Additional learning points
- It’s important to reflect on the success of each phase of rollout, to improve planning for the next phases.
- When developing an electronic controlled drugs register, as well as recording statutory information, it’s important not to forget to routinely collect other information that is needed to manage controlled drugs safely. Many paper registers already do this.
- Electronic registers can restrict which people can investigate incidents and discrepancies, as each username can have different levels of authorisation for viewing and editing. This can stop any unauthorised editing of the register.
- Electronic registers and storage can provide new, more detailed information about the management of controlled drugs. This will require further consideration as to how to use the data in the best way to manage risk and encourage improvement.
What CQC expects
We are often asked about our expectations in relation to both electronic storage and registers. We understand the diversity among providers, including NHS trusts, in their size, how they work and the populations they serve. The general principles that we expect providers to consider are:
- The system should meet legal requirements.

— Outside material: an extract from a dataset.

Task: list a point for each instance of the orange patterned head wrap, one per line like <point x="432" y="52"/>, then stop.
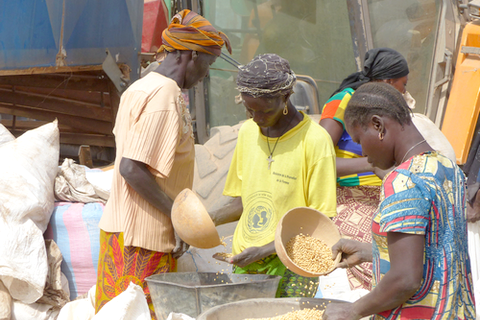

- It should be fit for purpose for the provider’s needs, which may involve bespoke elements to meet this. For example, it could mean additional data fields in registers.
- Systems should be covered by the provider’s governance processes, including audits.
- Access to the systems should be assessed, appropriately restricted and monitored.
- Staff should be trained at the point of implementation, and on an ongoing basis, for example when there are system updates.
- There should be robust processes for back-up and/or IT failures.
- Ongoing use and development should be monitored and any emerging risks appropriately assessed and managed.
We understand that legislation governing safe custody of controlled drugs is 50 years old, and that there may be some circumstances in which new electronic storage systems do not meet the technical requirements of the legislation (such as where the storage is going to be sited). In these cases, we recommend a risk assessment combined with discussion and advice from local police controlled drugs liaison officers before implementation.